Although, Wittner is correct that in many important ways the peace movement is not succeeding, the answer is not to build a new powerful peace organization. We have more than enough peace organizations already. The answer lies in more effectively networking these organizations together in ways that allow them to share common messaging and coordinate their activities between organizations and across sectors when the situation calls for it.
Messaging matters. One of the important lessons learned from the far right is that you can influence policy by creating an echo chamber that makes a message appear as if “everyone is saying it” even if only a few are. For example, Grover Norquist, of Tax Payers for Common Sense, has held a weekly breakfast meeting in Washington, DC, that includes a wide variety of organizational representatives, lawmakers and staff, as well as reporters and pundits. This informal group has been able to control weekly messages across a broad array of issues ranging from abortion to war. Progressives have never managed to create a similar capacity … but we should because when we all say the same thing, we usually win.

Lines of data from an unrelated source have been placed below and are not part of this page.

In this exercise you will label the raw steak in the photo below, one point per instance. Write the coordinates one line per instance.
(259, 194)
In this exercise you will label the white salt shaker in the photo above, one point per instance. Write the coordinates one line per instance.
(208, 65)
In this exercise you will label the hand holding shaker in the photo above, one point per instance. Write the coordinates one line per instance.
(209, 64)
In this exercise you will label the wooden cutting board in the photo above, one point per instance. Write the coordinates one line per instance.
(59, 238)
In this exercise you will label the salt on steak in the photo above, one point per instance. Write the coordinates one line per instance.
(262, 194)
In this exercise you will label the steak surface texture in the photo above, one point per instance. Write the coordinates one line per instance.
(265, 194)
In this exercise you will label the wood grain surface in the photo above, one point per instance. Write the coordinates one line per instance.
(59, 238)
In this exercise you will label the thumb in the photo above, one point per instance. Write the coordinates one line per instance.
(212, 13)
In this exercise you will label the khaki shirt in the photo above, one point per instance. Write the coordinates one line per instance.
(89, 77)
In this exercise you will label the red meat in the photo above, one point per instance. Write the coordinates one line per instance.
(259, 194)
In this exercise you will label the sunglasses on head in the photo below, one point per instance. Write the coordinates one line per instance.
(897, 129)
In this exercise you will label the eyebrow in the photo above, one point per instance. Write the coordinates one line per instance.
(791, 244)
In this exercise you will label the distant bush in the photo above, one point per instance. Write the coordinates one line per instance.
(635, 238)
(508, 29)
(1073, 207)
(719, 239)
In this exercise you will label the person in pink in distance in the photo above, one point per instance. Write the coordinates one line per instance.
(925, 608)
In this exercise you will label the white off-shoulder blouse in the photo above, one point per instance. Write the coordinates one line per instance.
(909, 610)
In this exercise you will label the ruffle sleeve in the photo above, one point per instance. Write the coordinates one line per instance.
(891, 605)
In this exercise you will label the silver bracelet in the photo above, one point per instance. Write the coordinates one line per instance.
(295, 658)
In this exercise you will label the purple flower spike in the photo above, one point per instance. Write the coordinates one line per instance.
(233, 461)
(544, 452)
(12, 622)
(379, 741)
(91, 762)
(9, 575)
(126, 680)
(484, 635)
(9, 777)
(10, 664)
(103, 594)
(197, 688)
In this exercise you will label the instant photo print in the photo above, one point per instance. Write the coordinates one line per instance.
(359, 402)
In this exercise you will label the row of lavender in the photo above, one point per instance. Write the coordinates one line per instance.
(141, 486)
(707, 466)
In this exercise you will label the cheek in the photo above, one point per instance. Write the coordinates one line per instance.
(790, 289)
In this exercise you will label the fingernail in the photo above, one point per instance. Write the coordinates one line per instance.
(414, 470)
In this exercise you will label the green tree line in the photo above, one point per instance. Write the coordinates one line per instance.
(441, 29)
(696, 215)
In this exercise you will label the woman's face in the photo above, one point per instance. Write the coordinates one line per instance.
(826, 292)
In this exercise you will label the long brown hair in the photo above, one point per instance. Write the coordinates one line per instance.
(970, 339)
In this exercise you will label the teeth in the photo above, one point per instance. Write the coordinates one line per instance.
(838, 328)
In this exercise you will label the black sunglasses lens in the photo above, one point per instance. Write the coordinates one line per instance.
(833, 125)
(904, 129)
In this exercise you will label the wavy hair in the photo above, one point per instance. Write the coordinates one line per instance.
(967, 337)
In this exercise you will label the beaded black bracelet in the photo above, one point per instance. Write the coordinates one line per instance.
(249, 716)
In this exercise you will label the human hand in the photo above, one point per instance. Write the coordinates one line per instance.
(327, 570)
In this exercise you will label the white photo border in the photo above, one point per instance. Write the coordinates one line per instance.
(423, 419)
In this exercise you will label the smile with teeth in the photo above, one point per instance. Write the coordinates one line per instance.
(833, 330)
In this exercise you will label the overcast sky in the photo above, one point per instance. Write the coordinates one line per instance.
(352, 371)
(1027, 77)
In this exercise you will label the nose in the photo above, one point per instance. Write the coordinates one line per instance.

A recent example was the John Bolton nomination for ambassador to the U.N. A wide variety of groups agreed to use one basic message, “wrong man for the job.” Whatever else we said supported this message and as a result we won. No matter how hard the administration tried to change this frame, including using the war in Lebanon to bolster the need for Bolton, our core message held and the White House was forced to let him go.
In addition to messaging we need to better coordinate our actions on key issues. There are moments when all sectors of the movement should be able to combine the efforts of our grassroots, our lobbyists, our PACs, and other resource to accomplish urgent goals. But we lack a common meeting place to determine when we have arrived at these moments. Some funding foundations like Connect US, a joint foundation/NGO initiative supported by the Open Society Institute, the Charles Stewart Mott Foundation, the Ford Foundation, the Rockefeller Brothers Fund, and the William and Flora Hewlett Foundation, are seeking ways to encourage groups to work together more effectively with a strong focus on using new interactive tools.
Looking forward I believe that organizations and funders must build on these initial steps to build a virtual meeting hall for the peace movement that has an accepted set of rules and procedures, that gives us the structure to work together when needed, and that preserves the autonomy to engage and develop the issues that impassion us. When we have this necessary apparatus in place, the peace movement will win.
Don Kraus the CEO of Citizens for Global Solutions.